Negotiations continue to avoid work stoppage
Cumberland County's three collaborative emergency centres will close overnight if the province's paramedics go on strike.
AMHERST – A strike by paramedics will lead to the overnight closure of collaborative emergency centres at three Cumberland County hospitals.
Cumberland Health Authority spokeswoman Ann Keddy said the CECs will continue to function as normal during the day, but would be closed overnight.
“Our fingers are crossed they will reach a settlement, but if there is a strike it will result in the closure of the CECs during the overnight hours,” Keddy said Friday.
Earlier Friday, the union representing the province’s 800 paramedics said it would delay potential strike action until 10 a.m. Sunday while the two sides continue to work toward a new collective agreement.
The CECs, which have opened at the All Saints Hospital in Springhill, North Cumberland in Pugwash and South Cumberland in Parrsboro, normally operate during the overnight hours with a registered nurse and paramedic with physician oversight.
During the day, a doctor works in collaboration with a nurse practitioner.
The union was in position to go off the job on Saturday, but opted to wait a day.
The union and Emergency Medical Care Inc. are negotiating with the help of provincially-appointed mediator John Clarke.

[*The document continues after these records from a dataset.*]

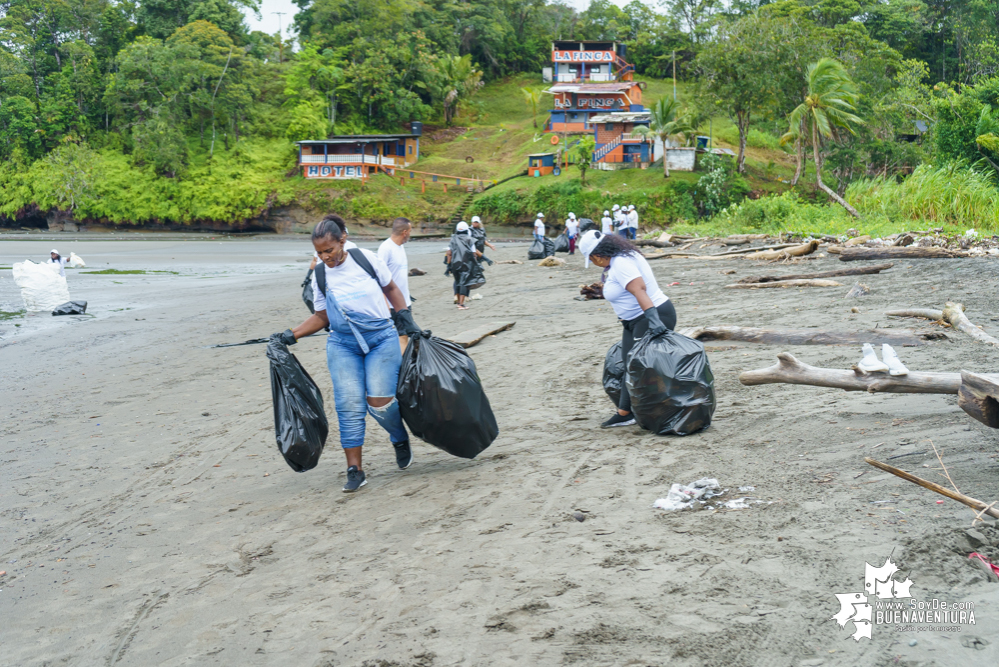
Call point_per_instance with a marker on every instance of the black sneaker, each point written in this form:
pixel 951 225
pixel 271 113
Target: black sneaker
pixel 618 420
pixel 355 480
pixel 403 454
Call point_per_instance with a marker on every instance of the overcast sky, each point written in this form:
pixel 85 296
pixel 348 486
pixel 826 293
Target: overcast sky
pixel 269 21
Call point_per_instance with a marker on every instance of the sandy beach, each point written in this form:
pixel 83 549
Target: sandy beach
pixel 148 518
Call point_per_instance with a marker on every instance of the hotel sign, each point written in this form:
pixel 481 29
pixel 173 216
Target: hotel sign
pixel 582 56
pixel 334 171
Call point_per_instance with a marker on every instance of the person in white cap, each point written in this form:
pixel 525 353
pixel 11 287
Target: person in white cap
pixel 539 227
pixel 607 223
pixel 59 261
pixel 571 231
pixel 631 289
pixel 461 248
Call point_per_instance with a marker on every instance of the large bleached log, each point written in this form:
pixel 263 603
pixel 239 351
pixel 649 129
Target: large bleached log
pixel 786 283
pixel 979 397
pixel 789 370
pixel 860 270
pixel 942 490
pixel 953 314
pixel 901 337
pixel 787 253
pixel 894 252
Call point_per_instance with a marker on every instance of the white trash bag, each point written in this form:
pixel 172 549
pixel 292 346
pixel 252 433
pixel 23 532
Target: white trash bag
pixel 42 288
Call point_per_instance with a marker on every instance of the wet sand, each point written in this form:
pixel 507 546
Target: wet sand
pixel 148 518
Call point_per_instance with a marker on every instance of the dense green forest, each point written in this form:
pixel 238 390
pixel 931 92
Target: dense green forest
pixel 172 112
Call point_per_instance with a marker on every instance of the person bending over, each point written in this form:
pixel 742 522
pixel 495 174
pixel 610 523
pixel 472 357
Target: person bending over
pixel 633 292
pixel 362 351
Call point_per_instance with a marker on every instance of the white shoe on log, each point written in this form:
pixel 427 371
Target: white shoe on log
pixel 870 363
pixel 895 365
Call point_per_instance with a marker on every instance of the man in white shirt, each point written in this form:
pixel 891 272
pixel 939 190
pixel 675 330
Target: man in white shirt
pixel 606 223
pixel 59 261
pixel 539 227
pixel 571 231
pixel 394 255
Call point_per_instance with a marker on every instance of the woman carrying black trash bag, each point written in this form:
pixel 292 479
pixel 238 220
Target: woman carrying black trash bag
pixel 363 347
pixel 632 290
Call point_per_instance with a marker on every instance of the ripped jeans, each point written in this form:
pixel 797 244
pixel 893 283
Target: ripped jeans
pixel 357 375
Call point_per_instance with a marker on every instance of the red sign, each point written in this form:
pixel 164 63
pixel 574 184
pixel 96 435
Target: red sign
pixel 582 56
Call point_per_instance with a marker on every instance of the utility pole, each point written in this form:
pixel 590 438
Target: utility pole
pixel 280 37
pixel 674 75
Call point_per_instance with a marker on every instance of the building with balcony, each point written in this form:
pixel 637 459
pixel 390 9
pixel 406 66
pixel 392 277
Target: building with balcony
pixel 358 155
pixel 590 78
pixel 618 144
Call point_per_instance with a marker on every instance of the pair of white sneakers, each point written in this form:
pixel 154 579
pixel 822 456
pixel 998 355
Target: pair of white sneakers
pixel 890 364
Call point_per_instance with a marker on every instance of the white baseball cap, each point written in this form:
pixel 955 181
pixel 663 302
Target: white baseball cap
pixel 587 243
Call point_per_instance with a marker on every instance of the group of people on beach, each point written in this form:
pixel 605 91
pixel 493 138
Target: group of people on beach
pixel 363 299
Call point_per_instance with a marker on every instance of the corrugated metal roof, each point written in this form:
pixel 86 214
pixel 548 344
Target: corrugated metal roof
pixel 622 117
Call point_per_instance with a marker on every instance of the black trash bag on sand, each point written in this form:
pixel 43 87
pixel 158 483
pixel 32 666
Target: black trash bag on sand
pixel 307 293
pixel 299 416
pixel 464 265
pixel 614 372
pixel 71 308
pixel 671 385
pixel 441 397
pixel 561 243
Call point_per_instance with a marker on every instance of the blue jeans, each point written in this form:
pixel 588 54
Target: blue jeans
pixel 357 375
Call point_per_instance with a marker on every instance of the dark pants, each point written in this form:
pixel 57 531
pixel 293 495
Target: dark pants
pixel 634 330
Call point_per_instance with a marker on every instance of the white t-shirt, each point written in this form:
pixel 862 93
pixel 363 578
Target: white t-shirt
pixel 624 269
pixel 354 289
pixel 394 256
pixel 60 263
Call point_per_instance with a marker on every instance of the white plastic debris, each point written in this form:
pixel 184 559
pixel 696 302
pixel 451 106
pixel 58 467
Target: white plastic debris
pixel 42 288
pixel 681 496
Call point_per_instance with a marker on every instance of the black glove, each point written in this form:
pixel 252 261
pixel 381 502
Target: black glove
pixel 285 337
pixel 656 327
pixel 407 327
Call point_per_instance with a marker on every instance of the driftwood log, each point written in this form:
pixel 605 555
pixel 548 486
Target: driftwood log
pixel 860 270
pixel 895 252
pixel 789 370
pixel 901 337
pixel 952 314
pixel 942 490
pixel 799 282
pixel 786 253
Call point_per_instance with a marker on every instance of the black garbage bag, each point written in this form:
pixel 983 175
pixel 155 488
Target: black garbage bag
pixel 441 398
pixel 71 308
pixel 537 250
pixel 307 293
pixel 561 243
pixel 614 372
pixel 299 416
pixel 671 385
pixel 466 269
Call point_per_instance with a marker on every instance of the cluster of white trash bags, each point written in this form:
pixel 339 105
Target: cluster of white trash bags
pixel 42 288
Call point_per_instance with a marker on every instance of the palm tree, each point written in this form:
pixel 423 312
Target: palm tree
pixel 532 96
pixel 666 123
pixel 829 104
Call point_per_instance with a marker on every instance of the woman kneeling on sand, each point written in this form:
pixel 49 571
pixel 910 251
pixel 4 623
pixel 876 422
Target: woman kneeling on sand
pixel 632 291
pixel 363 349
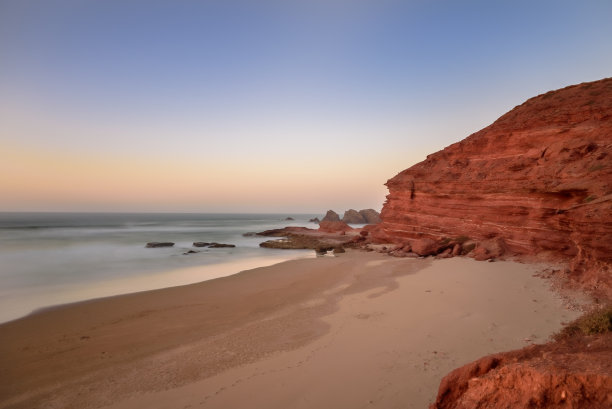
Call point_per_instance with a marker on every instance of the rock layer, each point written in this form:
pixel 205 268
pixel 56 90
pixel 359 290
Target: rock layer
pixel 353 216
pixel 538 181
pixel 556 375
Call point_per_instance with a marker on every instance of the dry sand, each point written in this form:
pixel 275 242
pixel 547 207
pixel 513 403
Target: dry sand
pixel 362 330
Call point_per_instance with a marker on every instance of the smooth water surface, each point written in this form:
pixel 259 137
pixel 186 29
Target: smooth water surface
pixel 54 258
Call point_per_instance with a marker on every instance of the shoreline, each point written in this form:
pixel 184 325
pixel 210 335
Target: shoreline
pixel 129 349
pixel 159 280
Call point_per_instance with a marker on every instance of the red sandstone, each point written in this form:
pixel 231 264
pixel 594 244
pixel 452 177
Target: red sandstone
pixel 538 181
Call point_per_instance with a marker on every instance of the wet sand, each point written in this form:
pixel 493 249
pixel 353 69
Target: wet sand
pixel 358 330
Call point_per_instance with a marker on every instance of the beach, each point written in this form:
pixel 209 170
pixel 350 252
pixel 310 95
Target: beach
pixel 358 330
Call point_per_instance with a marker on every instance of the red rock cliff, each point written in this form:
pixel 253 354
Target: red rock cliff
pixel 539 178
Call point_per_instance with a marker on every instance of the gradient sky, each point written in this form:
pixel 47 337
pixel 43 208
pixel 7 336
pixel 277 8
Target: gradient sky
pixel 264 106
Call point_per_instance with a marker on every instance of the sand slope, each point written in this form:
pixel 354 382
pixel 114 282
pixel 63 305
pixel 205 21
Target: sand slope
pixel 359 330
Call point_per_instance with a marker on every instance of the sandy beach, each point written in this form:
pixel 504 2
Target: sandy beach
pixel 358 330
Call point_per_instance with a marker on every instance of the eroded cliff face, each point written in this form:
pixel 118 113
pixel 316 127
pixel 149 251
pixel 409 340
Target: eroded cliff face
pixel 538 180
pixel 575 373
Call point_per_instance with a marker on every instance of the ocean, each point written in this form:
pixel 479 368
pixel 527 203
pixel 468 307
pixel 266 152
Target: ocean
pixel 48 259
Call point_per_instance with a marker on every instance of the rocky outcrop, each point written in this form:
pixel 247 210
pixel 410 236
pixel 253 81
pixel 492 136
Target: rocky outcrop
pixel 354 217
pixel 212 245
pixel 570 374
pixel 370 216
pixel 331 216
pixel 334 227
pixel 155 244
pixel 537 182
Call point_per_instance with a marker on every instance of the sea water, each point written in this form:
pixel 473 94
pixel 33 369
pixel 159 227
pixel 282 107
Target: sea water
pixel 55 258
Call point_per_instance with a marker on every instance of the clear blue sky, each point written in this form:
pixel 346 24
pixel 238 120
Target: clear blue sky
pixel 273 105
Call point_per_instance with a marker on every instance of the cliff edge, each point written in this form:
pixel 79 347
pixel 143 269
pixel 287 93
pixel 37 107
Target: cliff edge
pixel 537 182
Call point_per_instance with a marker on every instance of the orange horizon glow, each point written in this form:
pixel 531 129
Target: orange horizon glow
pixel 35 180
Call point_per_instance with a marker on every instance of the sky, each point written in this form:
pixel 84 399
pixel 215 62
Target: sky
pixel 264 106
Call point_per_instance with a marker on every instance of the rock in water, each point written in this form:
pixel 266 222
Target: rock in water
pixel 354 217
pixel 370 216
pixel 539 178
pixel 334 227
pixel 155 244
pixel 220 245
pixel 331 216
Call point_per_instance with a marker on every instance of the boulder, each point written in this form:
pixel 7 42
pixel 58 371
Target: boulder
pixel 331 216
pixel 424 247
pixel 334 227
pixel 154 244
pixel 220 245
pixel 354 217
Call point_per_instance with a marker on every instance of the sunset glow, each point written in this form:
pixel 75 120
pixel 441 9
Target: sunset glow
pixel 241 107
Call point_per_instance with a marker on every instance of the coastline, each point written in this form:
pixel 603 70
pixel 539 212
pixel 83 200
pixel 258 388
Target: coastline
pixel 395 327
pixel 23 305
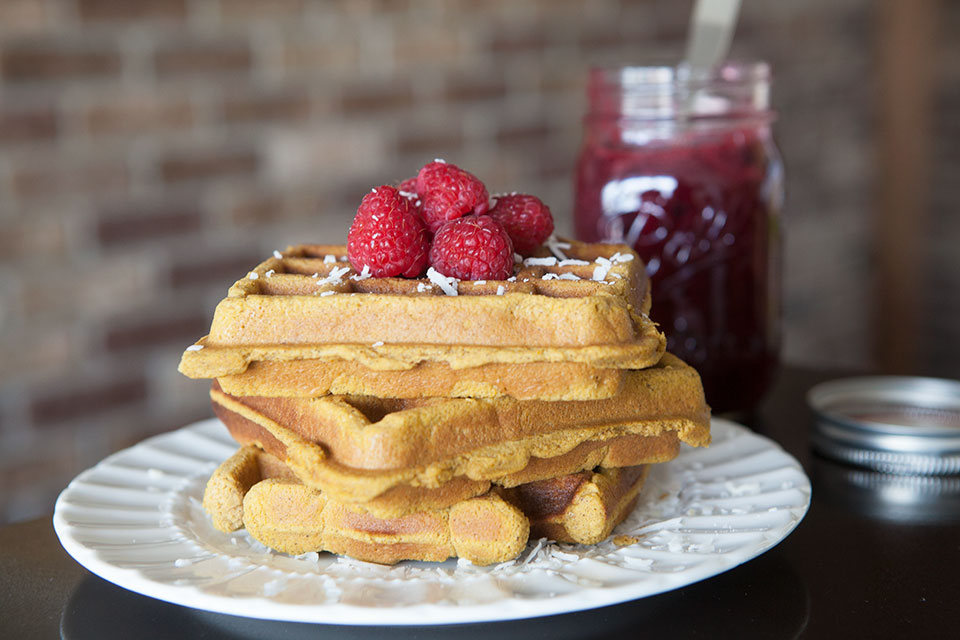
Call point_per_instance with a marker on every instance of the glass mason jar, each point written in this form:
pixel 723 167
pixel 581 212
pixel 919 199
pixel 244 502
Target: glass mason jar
pixel 685 170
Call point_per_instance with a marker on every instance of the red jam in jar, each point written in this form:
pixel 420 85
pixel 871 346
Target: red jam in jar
pixel 685 170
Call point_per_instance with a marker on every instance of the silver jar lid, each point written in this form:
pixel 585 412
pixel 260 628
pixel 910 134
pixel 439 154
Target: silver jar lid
pixel 894 424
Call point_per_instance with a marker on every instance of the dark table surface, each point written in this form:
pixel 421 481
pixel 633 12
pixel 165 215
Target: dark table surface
pixel 876 557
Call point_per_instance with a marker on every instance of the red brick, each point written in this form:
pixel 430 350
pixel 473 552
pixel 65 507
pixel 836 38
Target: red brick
pixel 430 144
pixel 34 235
pixel 208 164
pixel 53 180
pixel 279 106
pixel 23 16
pixel 206 270
pixel 526 134
pixel 135 114
pixel 149 332
pixel 27 124
pixel 243 10
pixel 320 54
pixel 256 209
pixel 471 88
pixel 86 400
pixel 602 37
pixel 57 61
pixel 420 46
pixel 193 58
pixel 126 10
pixel 376 95
pixel 132 225
pixel 512 42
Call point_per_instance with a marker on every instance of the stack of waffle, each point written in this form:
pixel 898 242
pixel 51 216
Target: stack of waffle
pixel 390 418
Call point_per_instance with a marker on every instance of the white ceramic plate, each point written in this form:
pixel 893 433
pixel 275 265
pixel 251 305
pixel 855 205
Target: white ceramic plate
pixel 135 519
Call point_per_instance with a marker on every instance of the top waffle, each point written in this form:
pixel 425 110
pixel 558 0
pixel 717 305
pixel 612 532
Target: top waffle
pixel 588 305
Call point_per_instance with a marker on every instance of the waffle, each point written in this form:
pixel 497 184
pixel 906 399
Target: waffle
pixel 253 489
pixel 308 304
pixel 385 453
pixel 527 381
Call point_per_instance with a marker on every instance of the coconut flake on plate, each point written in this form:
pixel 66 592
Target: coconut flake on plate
pixel 449 285
pixel 540 262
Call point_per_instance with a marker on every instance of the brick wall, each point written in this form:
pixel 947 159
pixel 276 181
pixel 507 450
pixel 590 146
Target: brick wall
pixel 153 151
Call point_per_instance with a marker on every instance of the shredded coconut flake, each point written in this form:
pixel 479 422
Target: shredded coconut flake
pixel 363 275
pixel 600 273
pixel 556 247
pixel 449 285
pixel 335 277
pixel 540 262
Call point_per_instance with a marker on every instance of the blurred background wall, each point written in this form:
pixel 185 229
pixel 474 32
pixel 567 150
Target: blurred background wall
pixel 151 152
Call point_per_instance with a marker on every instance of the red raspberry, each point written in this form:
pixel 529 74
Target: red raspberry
pixel 448 192
pixel 409 185
pixel 472 248
pixel 527 220
pixel 388 236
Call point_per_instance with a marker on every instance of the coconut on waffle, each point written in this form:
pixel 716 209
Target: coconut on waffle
pixel 252 489
pixel 395 456
pixel 585 311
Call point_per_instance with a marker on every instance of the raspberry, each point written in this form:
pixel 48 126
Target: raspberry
pixel 527 220
pixel 448 192
pixel 409 185
pixel 388 236
pixel 472 248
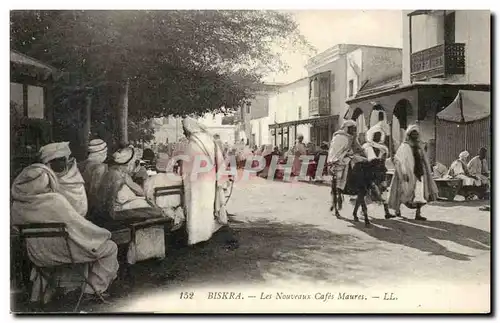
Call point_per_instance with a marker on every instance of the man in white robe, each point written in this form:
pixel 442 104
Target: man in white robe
pixel 412 183
pixel 57 156
pixel 478 167
pixel 344 149
pixel 122 201
pixel 459 170
pixel 205 209
pixel 93 170
pixel 36 198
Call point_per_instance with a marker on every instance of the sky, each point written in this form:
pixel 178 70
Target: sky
pixel 326 28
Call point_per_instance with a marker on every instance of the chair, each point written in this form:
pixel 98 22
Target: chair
pixel 55 230
pixel 169 190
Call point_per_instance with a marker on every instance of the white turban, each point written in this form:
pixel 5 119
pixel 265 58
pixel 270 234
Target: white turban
pixel 192 126
pixel 34 179
pixel 98 150
pixel 463 154
pixel 124 156
pixel 55 150
pixel 348 123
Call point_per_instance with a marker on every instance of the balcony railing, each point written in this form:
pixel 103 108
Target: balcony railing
pixel 319 106
pixel 438 61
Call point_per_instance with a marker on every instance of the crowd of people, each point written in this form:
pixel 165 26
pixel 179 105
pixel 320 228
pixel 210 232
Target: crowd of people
pixel 105 193
pixel 413 182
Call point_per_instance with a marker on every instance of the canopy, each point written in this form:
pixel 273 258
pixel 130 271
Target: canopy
pixel 468 106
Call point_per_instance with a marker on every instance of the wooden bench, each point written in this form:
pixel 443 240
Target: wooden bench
pixel 448 188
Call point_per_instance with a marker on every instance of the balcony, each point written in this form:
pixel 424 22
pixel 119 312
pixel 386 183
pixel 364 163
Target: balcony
pixel 319 106
pixel 438 61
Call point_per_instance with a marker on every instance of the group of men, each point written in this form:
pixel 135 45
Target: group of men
pixel 412 182
pixel 102 194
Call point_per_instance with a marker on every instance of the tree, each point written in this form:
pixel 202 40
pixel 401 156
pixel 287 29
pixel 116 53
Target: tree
pixel 175 62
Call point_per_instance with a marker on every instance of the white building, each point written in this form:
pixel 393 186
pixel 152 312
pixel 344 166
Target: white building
pixel 446 59
pixel 289 109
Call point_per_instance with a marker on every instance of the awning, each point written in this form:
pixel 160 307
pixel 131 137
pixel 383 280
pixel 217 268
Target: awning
pixel 468 106
pixel 313 121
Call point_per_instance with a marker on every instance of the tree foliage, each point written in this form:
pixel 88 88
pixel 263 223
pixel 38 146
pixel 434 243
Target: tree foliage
pixel 178 62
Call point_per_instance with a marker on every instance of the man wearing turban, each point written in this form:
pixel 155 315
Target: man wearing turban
pixel 478 167
pixel 344 149
pixel 93 170
pixel 37 199
pixel 412 183
pixel 459 169
pixel 122 201
pixel 57 156
pixel 206 213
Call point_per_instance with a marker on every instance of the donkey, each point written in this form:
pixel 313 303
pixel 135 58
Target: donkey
pixel 366 177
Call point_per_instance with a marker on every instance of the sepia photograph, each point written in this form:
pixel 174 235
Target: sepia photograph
pixel 250 161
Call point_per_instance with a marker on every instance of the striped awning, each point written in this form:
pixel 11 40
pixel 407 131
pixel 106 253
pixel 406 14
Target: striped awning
pixel 318 121
pixel 468 106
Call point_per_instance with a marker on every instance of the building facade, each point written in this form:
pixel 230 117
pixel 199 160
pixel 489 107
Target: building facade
pixel 251 119
pixel 31 108
pixel 289 114
pixel 445 52
pixel 338 74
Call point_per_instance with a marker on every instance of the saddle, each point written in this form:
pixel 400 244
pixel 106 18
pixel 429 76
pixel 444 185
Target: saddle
pixel 361 175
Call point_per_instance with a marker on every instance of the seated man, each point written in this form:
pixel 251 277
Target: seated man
pixel 93 170
pixel 122 201
pixel 344 152
pixel 36 199
pixel 57 156
pixel 439 170
pixel 478 167
pixel 374 147
pixel 458 169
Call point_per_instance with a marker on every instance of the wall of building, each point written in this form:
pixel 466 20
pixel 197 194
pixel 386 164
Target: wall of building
pixel 284 106
pixel 472 27
pixel 354 71
pixel 380 63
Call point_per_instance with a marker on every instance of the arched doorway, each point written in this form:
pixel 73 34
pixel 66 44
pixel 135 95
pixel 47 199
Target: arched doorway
pixel 360 124
pixel 400 115
pixel 376 112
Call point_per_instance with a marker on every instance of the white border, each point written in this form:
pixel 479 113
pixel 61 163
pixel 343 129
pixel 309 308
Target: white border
pixel 185 4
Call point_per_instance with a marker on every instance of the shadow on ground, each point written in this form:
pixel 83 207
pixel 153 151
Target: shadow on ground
pixel 420 234
pixel 474 203
pixel 268 250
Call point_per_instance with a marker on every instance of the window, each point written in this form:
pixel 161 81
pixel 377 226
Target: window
pixel 351 88
pixel 449 28
pixel 35 102
pixel 16 96
pixel 323 87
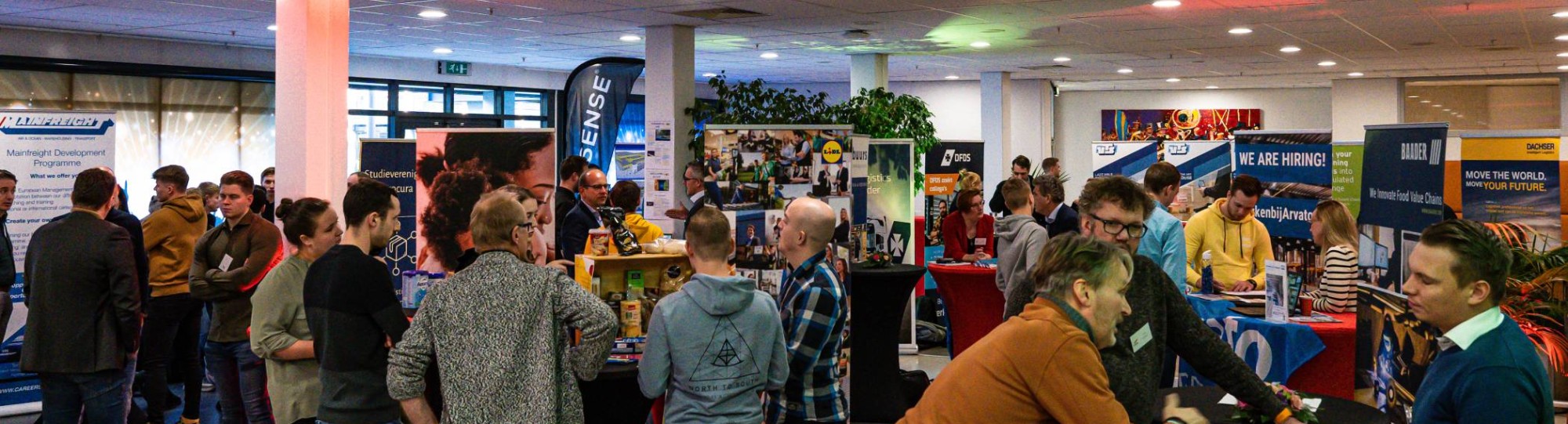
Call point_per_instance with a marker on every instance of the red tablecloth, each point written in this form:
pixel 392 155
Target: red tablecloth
pixel 975 305
pixel 1332 372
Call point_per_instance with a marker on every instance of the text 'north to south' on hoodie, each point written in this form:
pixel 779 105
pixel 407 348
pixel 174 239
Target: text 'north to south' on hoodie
pixel 1238 247
pixel 713 347
pixel 1018 245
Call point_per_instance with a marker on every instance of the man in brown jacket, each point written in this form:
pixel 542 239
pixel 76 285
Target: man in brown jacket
pixel 230 261
pixel 1044 364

Outstanding issues for the union include wages and a demand for defined-benefit pensions instead of defined-contribution plans. It also wants a three-year deal, instead of a five-year contract being proposed by the employer.
The paramedics have been without a contract since 2011.
EMC says it has a contingency plan in place should the paramedics strike. Managers, who are licensed paramedics, would provided limited ambulance services, and only time critical emergencies would see an ambulance respond.
Keddy said traffic at the three hospitals has steadily decreased since the CECs were opened and suggested people are always advised to call 911 when experiencing an emergency.
“If you need emergency care you should always call 911, but if it’s something that can wait go to the CEC the next morning,” she said.
She also pointed out people can call 811 if they’re unsure of what they should do.